Equation (4) indicates that the earthquake input energy to a damped linear elastic SDOF system does not depend on the phase property of input motions and this fact is well known (Page, 1952; Lyon, 1975; Kuwamura et al., 1994; Ordaz et al., 2003; Takewaki, 2004a,b, 2005a,b; Takewaki and Fujita, 2009; Kojima et al., 2015). It can also be understood from Eq. (4) that the function F(ω) defined in Eq. (6) plays an important role in the evaluation of the earthquake input energy and may have some influence on the investigation of constancy property of the earthquake input energy for structures with various model parameters (natural period and damping ratio).

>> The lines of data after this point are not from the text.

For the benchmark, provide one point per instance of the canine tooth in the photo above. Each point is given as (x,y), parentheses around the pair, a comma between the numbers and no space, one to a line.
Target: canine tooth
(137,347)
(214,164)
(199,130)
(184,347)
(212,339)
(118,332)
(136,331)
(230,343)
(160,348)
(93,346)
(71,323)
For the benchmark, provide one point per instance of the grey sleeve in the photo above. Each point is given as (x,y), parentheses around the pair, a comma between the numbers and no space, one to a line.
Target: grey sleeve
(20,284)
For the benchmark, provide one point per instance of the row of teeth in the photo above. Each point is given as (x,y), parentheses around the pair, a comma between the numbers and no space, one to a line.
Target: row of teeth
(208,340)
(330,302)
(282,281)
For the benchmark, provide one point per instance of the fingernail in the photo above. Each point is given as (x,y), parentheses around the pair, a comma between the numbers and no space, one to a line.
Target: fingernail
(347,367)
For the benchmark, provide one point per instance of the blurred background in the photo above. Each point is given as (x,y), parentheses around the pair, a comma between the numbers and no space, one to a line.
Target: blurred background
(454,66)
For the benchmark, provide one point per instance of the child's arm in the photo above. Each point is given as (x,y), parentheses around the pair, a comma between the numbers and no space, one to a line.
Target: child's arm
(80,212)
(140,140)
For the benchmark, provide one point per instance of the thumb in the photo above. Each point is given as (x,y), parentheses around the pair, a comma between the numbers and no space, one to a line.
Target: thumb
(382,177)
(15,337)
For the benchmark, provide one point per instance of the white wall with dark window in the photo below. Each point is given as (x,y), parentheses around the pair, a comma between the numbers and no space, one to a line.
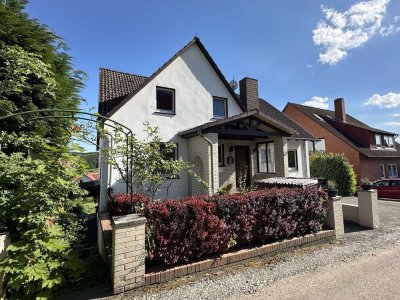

The functions F(ω) for various natural periods T = 0.5, 1.0, 2.0 s and damping ratios h = 0.05, 0.20 are plotted in Figure 2. It is noteworthy that the area of F(ω) can be proved to be constant regardless of Ω and h. This fact for any damping ratio has already been pointed out by Ordaz et al. (2003). Its proof has been presented by Takewaki (2004a) and the property is shown in the following section.

FIGURE 2

Figure 2. Energy transfer functions for various natural periods and damping ratios of structures.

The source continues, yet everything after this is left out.